Au cœur de la rentrée littéraire, l'anniversaire du Centre Pompidou est l’occasion rêvée de porter un regard sur quarante ans de création romanesque.

40 ans / 40 romans, une équation impossible à résoudre si l'on songe à ce que la littérature compte comme chefs-d’œuvre au cours de cette période. Et pourtant, nous nous sommes prêtés au jeu, en en oubliant certains, en en préférant d'autres et en assumant l'aspect subjectif d'une liste qui aurait pu être tout à fait différente.
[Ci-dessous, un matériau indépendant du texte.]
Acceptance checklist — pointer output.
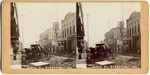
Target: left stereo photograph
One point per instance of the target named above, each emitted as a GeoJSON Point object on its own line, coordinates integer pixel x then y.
{"type": "Point", "coordinates": [43, 35]}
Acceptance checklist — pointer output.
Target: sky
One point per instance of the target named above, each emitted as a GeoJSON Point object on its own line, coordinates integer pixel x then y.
{"type": "Point", "coordinates": [104, 16]}
{"type": "Point", "coordinates": [35, 18]}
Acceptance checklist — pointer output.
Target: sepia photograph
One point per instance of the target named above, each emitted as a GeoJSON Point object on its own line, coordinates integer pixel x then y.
{"type": "Point", "coordinates": [43, 35]}
{"type": "Point", "coordinates": [75, 35]}
{"type": "Point", "coordinates": [112, 34]}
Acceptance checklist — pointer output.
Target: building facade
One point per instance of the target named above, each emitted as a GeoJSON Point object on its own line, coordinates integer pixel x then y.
{"type": "Point", "coordinates": [133, 32]}
{"type": "Point", "coordinates": [69, 33]}
{"type": "Point", "coordinates": [50, 38]}
{"type": "Point", "coordinates": [16, 45]}
{"type": "Point", "coordinates": [116, 38]}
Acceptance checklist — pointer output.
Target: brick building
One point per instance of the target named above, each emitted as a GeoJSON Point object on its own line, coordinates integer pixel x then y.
{"type": "Point", "coordinates": [133, 32]}
{"type": "Point", "coordinates": [69, 33]}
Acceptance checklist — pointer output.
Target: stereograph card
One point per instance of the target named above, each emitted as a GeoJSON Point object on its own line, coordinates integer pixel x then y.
{"type": "Point", "coordinates": [74, 36]}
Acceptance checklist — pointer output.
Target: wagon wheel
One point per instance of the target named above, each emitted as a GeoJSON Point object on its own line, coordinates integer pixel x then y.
{"type": "Point", "coordinates": [111, 55]}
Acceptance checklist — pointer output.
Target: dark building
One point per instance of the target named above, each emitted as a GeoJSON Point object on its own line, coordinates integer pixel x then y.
{"type": "Point", "coordinates": [133, 32]}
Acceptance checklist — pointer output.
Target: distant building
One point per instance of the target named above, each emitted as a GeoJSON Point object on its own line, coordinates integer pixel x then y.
{"type": "Point", "coordinates": [133, 32]}
{"type": "Point", "coordinates": [69, 33]}
{"type": "Point", "coordinates": [116, 38]}
{"type": "Point", "coordinates": [46, 38]}
{"type": "Point", "coordinates": [50, 38]}
{"type": "Point", "coordinates": [16, 45]}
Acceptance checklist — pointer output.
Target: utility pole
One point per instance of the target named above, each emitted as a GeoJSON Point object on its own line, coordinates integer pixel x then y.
{"type": "Point", "coordinates": [88, 28]}
{"type": "Point", "coordinates": [22, 30]}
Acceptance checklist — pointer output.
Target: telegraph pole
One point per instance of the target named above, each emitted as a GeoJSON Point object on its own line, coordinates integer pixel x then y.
{"type": "Point", "coordinates": [88, 28]}
{"type": "Point", "coordinates": [22, 30]}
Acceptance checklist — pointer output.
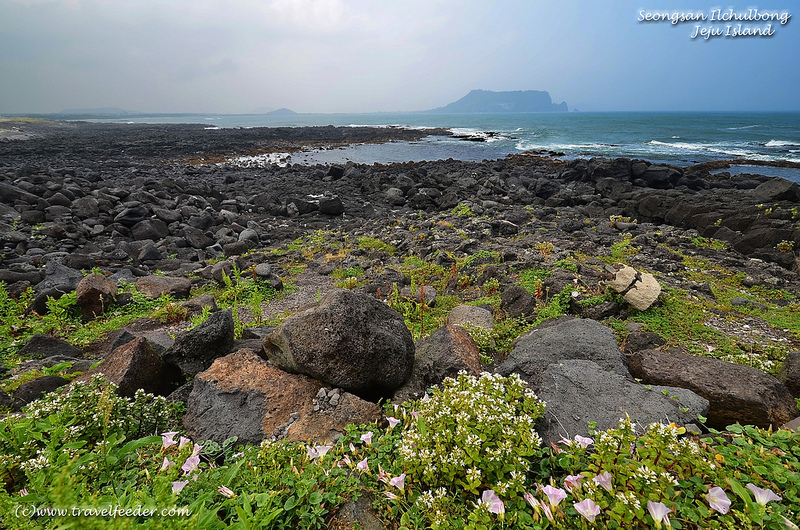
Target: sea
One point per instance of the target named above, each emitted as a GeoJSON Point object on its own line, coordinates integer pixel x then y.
{"type": "Point", "coordinates": [679, 138]}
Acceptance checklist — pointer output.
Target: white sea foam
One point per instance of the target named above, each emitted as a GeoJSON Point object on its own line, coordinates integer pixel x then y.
{"type": "Point", "coordinates": [780, 143]}
{"type": "Point", "coordinates": [267, 159]}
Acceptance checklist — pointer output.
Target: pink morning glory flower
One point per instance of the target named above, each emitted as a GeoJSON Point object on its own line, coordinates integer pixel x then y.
{"type": "Point", "coordinates": [763, 496]}
{"type": "Point", "coordinates": [604, 481]}
{"type": "Point", "coordinates": [533, 501]}
{"type": "Point", "coordinates": [318, 451]}
{"type": "Point", "coordinates": [718, 500]}
{"type": "Point", "coordinates": [191, 464]}
{"type": "Point", "coordinates": [572, 481]}
{"type": "Point", "coordinates": [554, 495]}
{"type": "Point", "coordinates": [226, 492]}
{"type": "Point", "coordinates": [398, 482]}
{"type": "Point", "coordinates": [168, 439]}
{"type": "Point", "coordinates": [659, 512]}
{"type": "Point", "coordinates": [588, 509]}
{"type": "Point", "coordinates": [492, 502]}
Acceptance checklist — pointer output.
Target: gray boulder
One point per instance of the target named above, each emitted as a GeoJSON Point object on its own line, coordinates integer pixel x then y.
{"type": "Point", "coordinates": [154, 286]}
{"type": "Point", "coordinates": [516, 301]}
{"type": "Point", "coordinates": [579, 391]}
{"type": "Point", "coordinates": [135, 366]}
{"type": "Point", "coordinates": [640, 289]}
{"type": "Point", "coordinates": [447, 351]}
{"type": "Point", "coordinates": [462, 315]}
{"type": "Point", "coordinates": [790, 373]}
{"type": "Point", "coordinates": [243, 395]}
{"type": "Point", "coordinates": [94, 295]}
{"type": "Point", "coordinates": [777, 189]}
{"type": "Point", "coordinates": [736, 393]}
{"type": "Point", "coordinates": [195, 350]}
{"type": "Point", "coordinates": [571, 339]}
{"type": "Point", "coordinates": [348, 340]}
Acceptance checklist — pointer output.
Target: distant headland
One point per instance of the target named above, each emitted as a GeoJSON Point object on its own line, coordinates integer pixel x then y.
{"type": "Point", "coordinates": [487, 101]}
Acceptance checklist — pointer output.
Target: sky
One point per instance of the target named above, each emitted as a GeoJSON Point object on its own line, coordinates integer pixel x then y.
{"type": "Point", "coordinates": [351, 56]}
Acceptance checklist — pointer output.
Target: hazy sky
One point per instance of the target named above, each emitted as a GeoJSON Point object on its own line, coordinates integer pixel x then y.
{"type": "Point", "coordinates": [234, 56]}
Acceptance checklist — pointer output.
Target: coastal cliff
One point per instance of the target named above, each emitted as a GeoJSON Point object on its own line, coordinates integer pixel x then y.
{"type": "Point", "coordinates": [487, 101]}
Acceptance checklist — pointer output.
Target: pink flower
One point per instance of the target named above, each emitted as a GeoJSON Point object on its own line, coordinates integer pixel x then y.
{"type": "Point", "coordinates": [572, 481]}
{"type": "Point", "coordinates": [718, 500]}
{"type": "Point", "coordinates": [659, 512]}
{"type": "Point", "coordinates": [168, 439]}
{"type": "Point", "coordinates": [604, 481]}
{"type": "Point", "coordinates": [588, 509]}
{"type": "Point", "coordinates": [318, 451]}
{"type": "Point", "coordinates": [226, 492]}
{"type": "Point", "coordinates": [191, 464]}
{"type": "Point", "coordinates": [533, 501]}
{"type": "Point", "coordinates": [763, 496]}
{"type": "Point", "coordinates": [492, 502]}
{"type": "Point", "coordinates": [554, 495]}
{"type": "Point", "coordinates": [398, 482]}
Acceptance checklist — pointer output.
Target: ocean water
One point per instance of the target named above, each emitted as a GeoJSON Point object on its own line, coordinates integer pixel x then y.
{"type": "Point", "coordinates": [675, 137]}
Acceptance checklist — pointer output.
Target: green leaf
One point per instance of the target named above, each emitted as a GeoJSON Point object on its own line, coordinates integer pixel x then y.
{"type": "Point", "coordinates": [290, 503]}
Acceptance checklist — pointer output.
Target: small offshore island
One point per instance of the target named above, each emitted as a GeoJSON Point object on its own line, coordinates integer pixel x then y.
{"type": "Point", "coordinates": [284, 307]}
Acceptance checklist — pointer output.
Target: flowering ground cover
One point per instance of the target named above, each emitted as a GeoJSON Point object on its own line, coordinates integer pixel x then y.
{"type": "Point", "coordinates": [465, 456]}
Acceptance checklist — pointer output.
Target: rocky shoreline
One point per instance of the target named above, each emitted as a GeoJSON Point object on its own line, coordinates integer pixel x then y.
{"type": "Point", "coordinates": [134, 201]}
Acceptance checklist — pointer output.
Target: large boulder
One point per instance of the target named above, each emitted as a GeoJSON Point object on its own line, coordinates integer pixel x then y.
{"type": "Point", "coordinates": [94, 295]}
{"type": "Point", "coordinates": [516, 301]}
{"type": "Point", "coordinates": [777, 189]}
{"type": "Point", "coordinates": [470, 315]}
{"type": "Point", "coordinates": [154, 286]}
{"type": "Point", "coordinates": [135, 366]}
{"type": "Point", "coordinates": [582, 339]}
{"type": "Point", "coordinates": [41, 346]}
{"type": "Point", "coordinates": [737, 393]}
{"type": "Point", "coordinates": [447, 351]}
{"type": "Point", "coordinates": [242, 395]}
{"type": "Point", "coordinates": [348, 340]}
{"type": "Point", "coordinates": [640, 289]}
{"type": "Point", "coordinates": [578, 391]}
{"type": "Point", "coordinates": [195, 350]}
{"type": "Point", "coordinates": [790, 373]}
Même imparfaite et lacunaire, la liste des quarante titres retenue montre l'incroyable diversité des livres qui portent l'étiquette de romans. 

Quoi de commun en effet entre les expérimentations formelles de Georges Perec, l'inventivité du roman graphique d'Art Spiegelman, l’interrogation sur la signification du monde de Claude Simon, la subversive contemporanéité de Michel Houellebecq, les interrogations intimes de Christine Angot ou de Philippe Forest, l'exploration historique de Sebald ou de Jean Echenoz, la vision post-exotique d'Antoine Volodine ? Quel point commun entre la veine fantastique d'Haruki Murakami, le roman poétique – et politique – de Roberto Bolaño, la prose aux accents sociologiques d'Annie Ernaux et la transgression littéraire selon Salman Rushdie ? Pas grand-chose en réalité, si ce n'est une certaine idée de la création romanesque, comme outil de compréhension du monde et de soi-même... et le recours à une forme mouvante et mondiale, appelée roman, qui ne cesse de se réinventer, faisant écho à la phrase célèbre de Somerset Maugham : « Il y a trois règles à respecter pour écrire un roman. Malheureusement, personne ne les connaît ».
 
Un tour du roman en 40 titres avec des écrivains, traducteurs, artistes, comédiens, éditeurs, libraires, journalistes, universitaires, étudiants, lycéens et lecteurs, sur scène, pour des échanges joyeusement polyphoniques.